À l’appel d’organisations syndicales, des manifestations ont eu lieu dans toute la France ce jeudi 1er février, pour dénoncer la réforme du bac et le Plan étudiants concoctés par Jean-Michel Blanquer. Comment ces organisations syndicales, qui ont pour la plupart appelé à voter pour Emmanuel Macron au second tour de la présidentielle, peuvent-elles ignorer que le candidat élu avait programmé ces réformes ?

La contestation de la réforme du bac est légitime, dans la mesure où elle rompt l’anonymat et l’équité de traitement devant l’examen, en favorisant le « contrôle continu ». Sans compter que les enseignants pourraient subir des pressions si les notes sont trop basses au cours de l’année. En revanche, la sélection à l’Université, elle, pourrait résoudre des problèmes majeurs de notre système éducatif. Le taux d’échec en première année de Licence, qui avoisine les 60 %, est souvent facteur de décrochage pour les primo-étudiants. Une dose de sélection permettrait de mieux orienter les néo-bacheliers, puisque le bac n’est plus un facteur de sélection.

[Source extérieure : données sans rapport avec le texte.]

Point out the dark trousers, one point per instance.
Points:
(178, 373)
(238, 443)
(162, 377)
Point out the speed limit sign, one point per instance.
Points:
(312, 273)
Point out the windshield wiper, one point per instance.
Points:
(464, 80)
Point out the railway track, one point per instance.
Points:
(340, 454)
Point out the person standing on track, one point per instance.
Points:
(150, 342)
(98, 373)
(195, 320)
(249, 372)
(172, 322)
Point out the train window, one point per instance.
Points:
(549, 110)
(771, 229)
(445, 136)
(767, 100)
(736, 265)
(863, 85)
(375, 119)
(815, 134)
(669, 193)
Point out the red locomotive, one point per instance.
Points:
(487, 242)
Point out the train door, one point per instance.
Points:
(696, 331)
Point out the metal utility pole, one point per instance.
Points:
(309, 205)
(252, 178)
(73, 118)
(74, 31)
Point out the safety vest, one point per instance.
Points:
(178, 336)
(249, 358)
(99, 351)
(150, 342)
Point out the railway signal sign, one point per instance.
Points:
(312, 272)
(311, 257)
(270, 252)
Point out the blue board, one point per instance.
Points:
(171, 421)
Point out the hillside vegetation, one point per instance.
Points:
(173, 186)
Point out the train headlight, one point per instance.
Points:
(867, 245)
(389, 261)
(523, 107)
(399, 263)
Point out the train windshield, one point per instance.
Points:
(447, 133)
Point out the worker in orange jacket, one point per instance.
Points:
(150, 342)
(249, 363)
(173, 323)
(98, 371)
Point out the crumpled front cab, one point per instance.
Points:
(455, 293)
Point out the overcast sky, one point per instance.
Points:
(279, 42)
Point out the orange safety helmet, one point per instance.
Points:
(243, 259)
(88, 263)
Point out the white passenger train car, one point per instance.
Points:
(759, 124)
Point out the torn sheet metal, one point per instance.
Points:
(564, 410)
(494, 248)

École & Nation soutient les mesures qui visent à davantage de méritocratie républicaine : « la sélection des meilleurs par la promotion de tous », comme le disait Paul Langevin, doit être plus que jamais d’actualité. Force est de constater que, si le Plan étudiants, bien que très incomplet, propose certaines mesures allant dans le bon sens, la réforme du bac risque d’aggraver encore les problèmes que nous connaissons au lycée.

De toute évidence, l’engagement militant dans l’enseignement est très mal assuré. À Nantes, zadistes et syndicats gauchisants défilent côte à côte pour dénoncer la réforme sans en comprendre véritablement l’enjeu. L’engagement au service d’une école fondée sur la valorisation du mérite et la transmission des savoirs se fait de toute évidence au travers du Front national avec École & Nation d’une part, et le Collectif Marianne d’autre part.